DEM Parti Eş Genel Başkanı Tuncer Bakırhan, "DEM Parti'nin somut talepleri" olarak 10 maddelik bir liste açıkladı.
Bakırhan, MHP Genel Başkanı Devlet Bahçeli'nin, "Herkes ve hepimiz 'Terörsüz Türkiye' hedefinin sekteye uğramamasına özenle dikkat etmeliyiz. Maksimalist taleplerin gündeme gelmesinden kaçınmalıyız" sözlerine cevap olarak da “Şimdi sizlere soruyorum. Şu ana kadar saymış olduğumuz taleplerin hangisi abartılı? Hangisi uçuk? Hangisi maksimalisttir?" dedi.
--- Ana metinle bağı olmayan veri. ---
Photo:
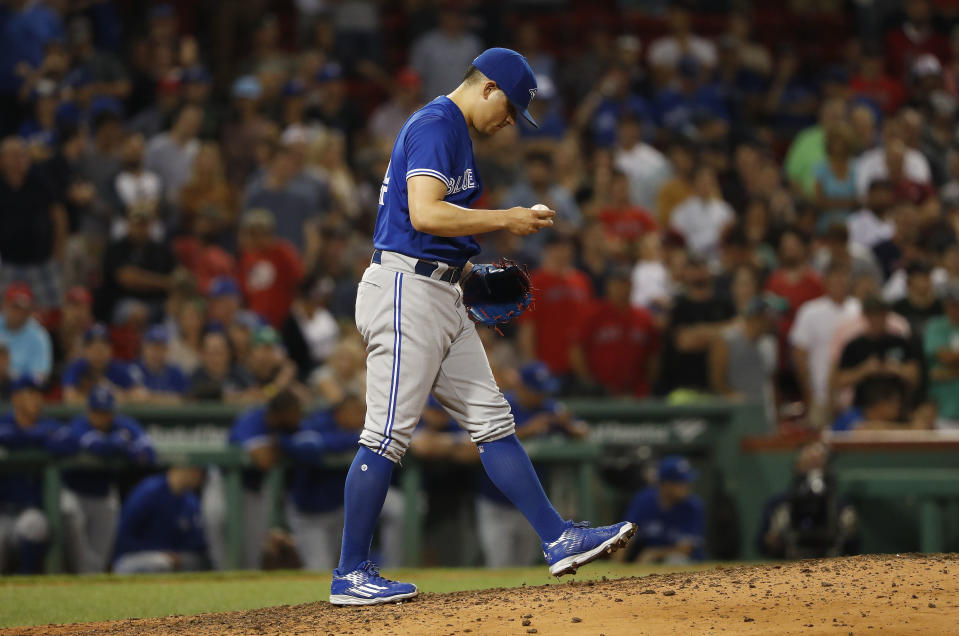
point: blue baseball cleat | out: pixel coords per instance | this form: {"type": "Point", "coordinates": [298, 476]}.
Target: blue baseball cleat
{"type": "Point", "coordinates": [365, 586]}
{"type": "Point", "coordinates": [579, 544]}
Bakırhan, birinci maddede "Herkese aynı nazardan bakan ve herkesi kapsayan anayasal bir yurttaşlık istiyoruz" dedi! Yani Türk vatandaşlığını herkesi kapsamadığını söylemiş oluyor! Beşinci maddede "ana dilde eğitim hakkı" istiyor. Altıncı maddede, "Yerelin sözünün duyulduğu, kararının yerelden filizlendiği bir demokrasi istiyoruz." diyor. Yedinci maddede "Terörle Mücadele Kanunu, Türk Ceza Kanunu ve infaz yasası başta olmak üzere temel yasalarda acilen düzenlemeler yapılsın", sekizinci maddede "Hakikat, adalet ve onarım eksenli bir geçiş dönemi yasası çıkarılsın", dokuzuncu maddede "Hasta ve siyasi tutsaklar bırakılsın, cezaevleri rahatlatılsın", onuncu maddede "Siyasi sebeplerle sürgünde bulunan yol arkadaşlarımızın bir an önce kendi topraklarına dönmesi sağlansın" diyor...
Kısaca, Türkiye topraklarında özerk devlet kurmak için ne gerekiyorsa istiyor!
***
PKK/PYD elebaşı Salih Müslim ise, YPG terör örgütünün “özerkliklerini koruyarak” kurulacak “Yeni Suriye Ordusu”nda yer alacağını ifade etti.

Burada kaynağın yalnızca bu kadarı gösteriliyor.